NCC: cosa vuol dire?

ncc

La sigla NCC sta per “noleggio con conducente” e si tratta di un tipo di servizio di trasporto pubblico (pur non essendo di linea) del quale possono avvalersi utenti specifici, e che può venire svolto su tutto il territorio nazionale. Ciò che contraddistingue il NCC è il fatto che nei periodi di non lavoro i veicoli non possono circolare su strada ma devono essere parcheggiati nelle autorimesse sedi dell’attività. 

 

NCC vs Taxi

 

Spesso il servizio di NCC viene considerato una sorta di alternativa al classico servizio Taxi e per alcuni aspetti la definizione corrisponde a verità: entrambi i servizi sono infatti soggetti in buona parte alla medesima regolamentazione e tutt’e due in pratica sono adibiti al trasporto di persone. Così come per i Taxi, inoltre, le auto NCC possono accedere alle zone ZTL delle città, alle corsie preferenziali ed è consentito loro circolare anche in occasione delle giornate che prevedono restrizioni del traffico (domeniche ecologiche, targhe alterne e così via).

 

Una filosofia che fa la differenza

 

A differenza del trasporto in Taxi, tuttavia il servizio di NCC è animato da una differente filosofia di approccio al cliente.

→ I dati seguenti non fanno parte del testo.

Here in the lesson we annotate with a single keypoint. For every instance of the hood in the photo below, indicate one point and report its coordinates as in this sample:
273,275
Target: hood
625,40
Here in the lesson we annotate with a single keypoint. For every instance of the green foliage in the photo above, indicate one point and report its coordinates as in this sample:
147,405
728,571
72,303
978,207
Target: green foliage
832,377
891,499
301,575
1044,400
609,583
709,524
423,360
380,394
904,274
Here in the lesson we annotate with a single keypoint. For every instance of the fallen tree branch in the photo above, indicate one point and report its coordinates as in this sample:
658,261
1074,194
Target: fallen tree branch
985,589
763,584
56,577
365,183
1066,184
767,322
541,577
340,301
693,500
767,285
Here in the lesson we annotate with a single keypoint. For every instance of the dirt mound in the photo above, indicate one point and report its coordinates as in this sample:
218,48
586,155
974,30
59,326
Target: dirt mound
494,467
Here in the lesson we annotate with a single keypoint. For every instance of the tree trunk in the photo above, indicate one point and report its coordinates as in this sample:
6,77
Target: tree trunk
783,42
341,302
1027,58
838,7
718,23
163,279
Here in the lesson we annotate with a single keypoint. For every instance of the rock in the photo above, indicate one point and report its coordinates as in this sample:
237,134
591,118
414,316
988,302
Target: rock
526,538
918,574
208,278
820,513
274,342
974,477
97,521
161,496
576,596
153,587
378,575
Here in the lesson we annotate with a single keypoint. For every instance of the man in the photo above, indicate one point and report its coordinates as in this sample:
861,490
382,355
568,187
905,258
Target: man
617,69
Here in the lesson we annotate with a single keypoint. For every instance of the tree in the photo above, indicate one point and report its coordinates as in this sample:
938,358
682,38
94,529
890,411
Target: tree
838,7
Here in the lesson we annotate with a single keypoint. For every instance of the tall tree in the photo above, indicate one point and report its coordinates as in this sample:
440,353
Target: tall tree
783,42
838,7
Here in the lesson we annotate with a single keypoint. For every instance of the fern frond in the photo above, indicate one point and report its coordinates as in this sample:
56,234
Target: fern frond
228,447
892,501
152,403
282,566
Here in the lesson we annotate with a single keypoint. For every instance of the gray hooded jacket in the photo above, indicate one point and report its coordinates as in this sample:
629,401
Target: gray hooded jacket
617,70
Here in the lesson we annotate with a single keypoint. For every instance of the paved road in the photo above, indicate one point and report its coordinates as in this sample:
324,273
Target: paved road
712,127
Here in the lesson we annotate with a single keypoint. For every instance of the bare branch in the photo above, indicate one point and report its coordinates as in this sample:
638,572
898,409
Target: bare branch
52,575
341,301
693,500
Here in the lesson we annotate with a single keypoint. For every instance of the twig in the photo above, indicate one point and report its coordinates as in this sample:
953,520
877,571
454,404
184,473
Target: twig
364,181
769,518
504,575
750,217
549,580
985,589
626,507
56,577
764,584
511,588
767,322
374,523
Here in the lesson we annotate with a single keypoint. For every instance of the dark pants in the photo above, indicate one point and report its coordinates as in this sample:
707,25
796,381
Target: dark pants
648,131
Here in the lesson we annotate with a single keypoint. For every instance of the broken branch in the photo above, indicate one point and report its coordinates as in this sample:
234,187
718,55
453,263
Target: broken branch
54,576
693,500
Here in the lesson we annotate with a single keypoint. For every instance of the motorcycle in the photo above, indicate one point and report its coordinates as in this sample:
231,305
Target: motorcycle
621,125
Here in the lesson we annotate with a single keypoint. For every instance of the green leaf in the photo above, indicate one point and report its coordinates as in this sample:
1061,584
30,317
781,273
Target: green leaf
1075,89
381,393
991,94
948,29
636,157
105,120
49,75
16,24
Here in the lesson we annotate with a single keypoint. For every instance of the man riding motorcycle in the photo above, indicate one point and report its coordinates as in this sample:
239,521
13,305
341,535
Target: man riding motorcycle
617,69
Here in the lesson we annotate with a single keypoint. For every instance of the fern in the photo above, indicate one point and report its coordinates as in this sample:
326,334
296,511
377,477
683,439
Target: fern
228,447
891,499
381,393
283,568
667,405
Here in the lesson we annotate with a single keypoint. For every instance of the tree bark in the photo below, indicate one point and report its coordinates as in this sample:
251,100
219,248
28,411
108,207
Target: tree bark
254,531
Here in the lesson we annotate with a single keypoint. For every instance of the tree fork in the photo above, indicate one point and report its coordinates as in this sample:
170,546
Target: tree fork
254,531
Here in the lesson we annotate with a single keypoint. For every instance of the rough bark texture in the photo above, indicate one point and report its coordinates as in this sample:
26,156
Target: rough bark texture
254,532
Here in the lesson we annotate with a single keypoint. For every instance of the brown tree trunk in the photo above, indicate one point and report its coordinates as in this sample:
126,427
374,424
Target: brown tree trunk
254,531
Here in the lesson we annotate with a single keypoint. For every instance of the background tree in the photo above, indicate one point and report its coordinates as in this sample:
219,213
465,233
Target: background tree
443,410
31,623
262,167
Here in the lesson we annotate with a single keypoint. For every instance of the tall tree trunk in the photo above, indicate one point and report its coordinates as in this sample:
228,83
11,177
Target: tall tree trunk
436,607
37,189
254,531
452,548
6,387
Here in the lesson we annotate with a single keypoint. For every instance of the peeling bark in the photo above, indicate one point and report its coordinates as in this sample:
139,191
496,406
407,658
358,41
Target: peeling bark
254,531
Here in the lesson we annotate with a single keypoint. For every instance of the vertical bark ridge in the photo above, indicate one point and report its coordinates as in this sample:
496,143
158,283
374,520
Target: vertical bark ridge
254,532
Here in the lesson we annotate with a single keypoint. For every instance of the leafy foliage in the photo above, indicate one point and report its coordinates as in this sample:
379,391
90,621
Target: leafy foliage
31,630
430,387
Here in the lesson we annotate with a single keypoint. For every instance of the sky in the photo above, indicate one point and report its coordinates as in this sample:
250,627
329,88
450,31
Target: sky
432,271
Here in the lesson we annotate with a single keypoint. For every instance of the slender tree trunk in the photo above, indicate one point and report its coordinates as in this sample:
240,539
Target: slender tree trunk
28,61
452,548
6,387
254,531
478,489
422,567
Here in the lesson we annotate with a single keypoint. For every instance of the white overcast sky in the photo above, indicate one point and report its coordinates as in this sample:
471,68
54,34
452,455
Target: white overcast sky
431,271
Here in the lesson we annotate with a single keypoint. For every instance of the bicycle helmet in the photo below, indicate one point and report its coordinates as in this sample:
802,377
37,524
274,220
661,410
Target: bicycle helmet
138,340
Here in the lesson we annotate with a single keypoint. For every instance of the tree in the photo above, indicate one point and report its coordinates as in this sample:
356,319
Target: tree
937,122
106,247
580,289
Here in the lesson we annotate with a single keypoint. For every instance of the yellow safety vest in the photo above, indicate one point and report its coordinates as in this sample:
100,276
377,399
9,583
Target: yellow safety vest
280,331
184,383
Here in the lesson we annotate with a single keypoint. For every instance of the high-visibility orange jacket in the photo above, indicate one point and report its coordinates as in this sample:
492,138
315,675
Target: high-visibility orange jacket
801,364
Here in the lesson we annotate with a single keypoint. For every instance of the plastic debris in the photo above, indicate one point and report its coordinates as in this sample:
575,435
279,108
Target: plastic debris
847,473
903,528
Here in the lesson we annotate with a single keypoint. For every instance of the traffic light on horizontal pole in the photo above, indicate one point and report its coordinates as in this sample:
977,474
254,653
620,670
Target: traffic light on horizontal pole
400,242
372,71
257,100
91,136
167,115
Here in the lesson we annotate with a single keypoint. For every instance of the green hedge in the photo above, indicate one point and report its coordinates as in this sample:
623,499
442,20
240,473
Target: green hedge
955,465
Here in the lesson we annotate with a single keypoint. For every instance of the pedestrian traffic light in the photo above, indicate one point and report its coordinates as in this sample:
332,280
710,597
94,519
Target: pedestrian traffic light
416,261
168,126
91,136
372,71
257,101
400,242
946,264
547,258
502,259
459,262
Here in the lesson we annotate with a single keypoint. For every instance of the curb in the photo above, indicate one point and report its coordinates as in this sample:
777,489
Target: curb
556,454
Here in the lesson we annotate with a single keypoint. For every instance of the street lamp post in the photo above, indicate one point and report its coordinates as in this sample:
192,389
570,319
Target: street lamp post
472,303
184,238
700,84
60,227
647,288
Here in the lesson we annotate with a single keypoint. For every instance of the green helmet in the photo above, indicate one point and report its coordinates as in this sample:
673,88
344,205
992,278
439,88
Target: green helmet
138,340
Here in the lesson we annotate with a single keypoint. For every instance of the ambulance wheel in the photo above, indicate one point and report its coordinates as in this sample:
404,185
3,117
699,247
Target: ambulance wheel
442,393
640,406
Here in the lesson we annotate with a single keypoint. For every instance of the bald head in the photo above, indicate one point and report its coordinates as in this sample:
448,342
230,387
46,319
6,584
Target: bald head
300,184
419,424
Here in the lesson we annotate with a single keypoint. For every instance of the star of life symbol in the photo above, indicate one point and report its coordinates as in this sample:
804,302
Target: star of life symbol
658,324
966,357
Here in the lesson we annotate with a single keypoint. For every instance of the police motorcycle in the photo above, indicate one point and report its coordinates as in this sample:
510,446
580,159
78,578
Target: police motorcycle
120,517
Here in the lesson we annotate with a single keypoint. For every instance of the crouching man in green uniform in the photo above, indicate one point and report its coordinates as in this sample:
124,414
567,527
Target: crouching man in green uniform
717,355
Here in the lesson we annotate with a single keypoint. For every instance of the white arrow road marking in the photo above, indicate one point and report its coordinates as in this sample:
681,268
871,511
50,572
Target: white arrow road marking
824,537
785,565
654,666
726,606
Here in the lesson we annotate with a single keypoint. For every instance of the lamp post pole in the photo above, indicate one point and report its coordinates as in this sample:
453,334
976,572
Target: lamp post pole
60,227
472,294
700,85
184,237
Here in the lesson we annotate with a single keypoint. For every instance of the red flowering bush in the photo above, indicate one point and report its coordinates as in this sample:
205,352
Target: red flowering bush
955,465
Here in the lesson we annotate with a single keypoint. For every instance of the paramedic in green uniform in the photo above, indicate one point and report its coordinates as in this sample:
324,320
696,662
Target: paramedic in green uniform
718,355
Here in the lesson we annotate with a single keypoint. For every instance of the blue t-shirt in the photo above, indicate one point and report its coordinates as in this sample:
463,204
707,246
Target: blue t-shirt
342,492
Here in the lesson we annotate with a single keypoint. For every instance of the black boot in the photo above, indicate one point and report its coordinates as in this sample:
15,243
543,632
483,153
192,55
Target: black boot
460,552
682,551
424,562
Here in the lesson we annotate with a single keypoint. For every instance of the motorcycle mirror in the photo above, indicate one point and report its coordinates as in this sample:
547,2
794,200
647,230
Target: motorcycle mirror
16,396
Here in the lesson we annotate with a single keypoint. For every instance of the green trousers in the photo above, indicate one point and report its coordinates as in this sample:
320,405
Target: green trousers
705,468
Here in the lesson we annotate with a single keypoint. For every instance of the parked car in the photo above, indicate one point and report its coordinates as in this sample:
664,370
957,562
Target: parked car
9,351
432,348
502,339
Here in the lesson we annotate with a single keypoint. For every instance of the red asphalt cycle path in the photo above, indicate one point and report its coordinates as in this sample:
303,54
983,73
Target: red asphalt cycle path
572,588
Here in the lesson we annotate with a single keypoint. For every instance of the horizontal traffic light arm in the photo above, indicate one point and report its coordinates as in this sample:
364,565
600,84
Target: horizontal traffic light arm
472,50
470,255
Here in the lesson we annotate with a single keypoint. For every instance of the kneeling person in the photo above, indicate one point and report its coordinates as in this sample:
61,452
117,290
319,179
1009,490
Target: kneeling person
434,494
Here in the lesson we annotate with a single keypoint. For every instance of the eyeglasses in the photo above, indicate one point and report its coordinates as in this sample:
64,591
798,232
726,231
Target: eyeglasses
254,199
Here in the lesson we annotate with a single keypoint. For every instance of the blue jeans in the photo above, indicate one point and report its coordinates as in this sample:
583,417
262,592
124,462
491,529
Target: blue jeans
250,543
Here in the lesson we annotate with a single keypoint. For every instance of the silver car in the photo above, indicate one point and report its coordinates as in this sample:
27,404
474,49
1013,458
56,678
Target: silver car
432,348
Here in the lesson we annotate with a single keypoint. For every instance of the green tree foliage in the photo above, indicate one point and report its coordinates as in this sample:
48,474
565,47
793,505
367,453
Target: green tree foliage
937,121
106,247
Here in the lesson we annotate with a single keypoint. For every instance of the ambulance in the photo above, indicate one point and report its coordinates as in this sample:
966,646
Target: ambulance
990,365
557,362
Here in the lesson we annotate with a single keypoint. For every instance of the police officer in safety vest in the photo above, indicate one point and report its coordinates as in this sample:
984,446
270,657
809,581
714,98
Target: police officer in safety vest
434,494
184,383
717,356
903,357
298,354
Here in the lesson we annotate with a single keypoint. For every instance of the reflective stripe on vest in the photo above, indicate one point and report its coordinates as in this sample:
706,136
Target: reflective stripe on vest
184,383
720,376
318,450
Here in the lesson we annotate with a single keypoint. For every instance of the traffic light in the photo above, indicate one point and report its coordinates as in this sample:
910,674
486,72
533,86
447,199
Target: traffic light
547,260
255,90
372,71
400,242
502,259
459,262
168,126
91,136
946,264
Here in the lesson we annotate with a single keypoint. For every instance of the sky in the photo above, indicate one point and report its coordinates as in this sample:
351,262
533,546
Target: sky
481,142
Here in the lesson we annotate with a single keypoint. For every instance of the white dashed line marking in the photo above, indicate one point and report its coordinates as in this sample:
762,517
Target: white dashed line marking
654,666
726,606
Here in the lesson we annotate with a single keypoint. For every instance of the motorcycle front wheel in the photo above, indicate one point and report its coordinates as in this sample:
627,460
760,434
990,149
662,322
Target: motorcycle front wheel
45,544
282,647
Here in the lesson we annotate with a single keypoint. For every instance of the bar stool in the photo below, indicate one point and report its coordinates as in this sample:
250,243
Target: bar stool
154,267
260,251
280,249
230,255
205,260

Le aziende che propongono questo tipo di servizio tendono ad instaurare un rapporto di fiducia con i loro passeggeri offrendo servizi, anche mirati e personalizzati sulle esigenze di ogni cliente, su prenotazione. Ed il tutto chiarendo con il cliente fin dal primo contatto le condizioni di trasporto e concordando preventivamente gli importi. 

 

I costi

 

Essendo nei fatti il NCC un semplice accordo di servizio tra il conducente e l’utente, la tariffa da pagare per il trasporto segue le leggi del libero mercato; questo significa che non ci sono somme da rispettare e teoricamente il costo dello spostamento in NCC viene stabilito esclusivamente dalle due parti in causa (ossia colui che offre il servizio e colui, o coloro, che decidono di usufruirne).

 

Come funziona 

 

Un’altra differenza è che il servizio di NCC non prevede, come per i Taxi, la possibilità di sostare in aree apposite su strada: in linea generale infatti non si può praticare l’attività senza che ci sia stata una prenotazione; il contatto col passeggero deve quindi avvenire presso la sede dell’azienda che propone il servizio o anche tramite telefono o internet.

 

Inoltre mentre ai Taxi è permesso svolgere la loro attività solamente partendo dalle zone territoriali di competenza, il trasporto NCC si può praticare in tutta Italia, ovviamente sempre seguendo le regole previste. 

 

I requisiti richiesti

 

Per svolgere il servizio di NCC bisogna possedere determinati requisiti, che sono: minimo 21 anni d’età; essere idonei alla guida di autoveicoli; non avere condanne penali in corso; avere la patente specifica per la tipologia di veicolo che si vuole guidare e la certificazione di abilitazione professionale-CAP (è possibile richiederla agli uffici territoriali della motorizzazione civile).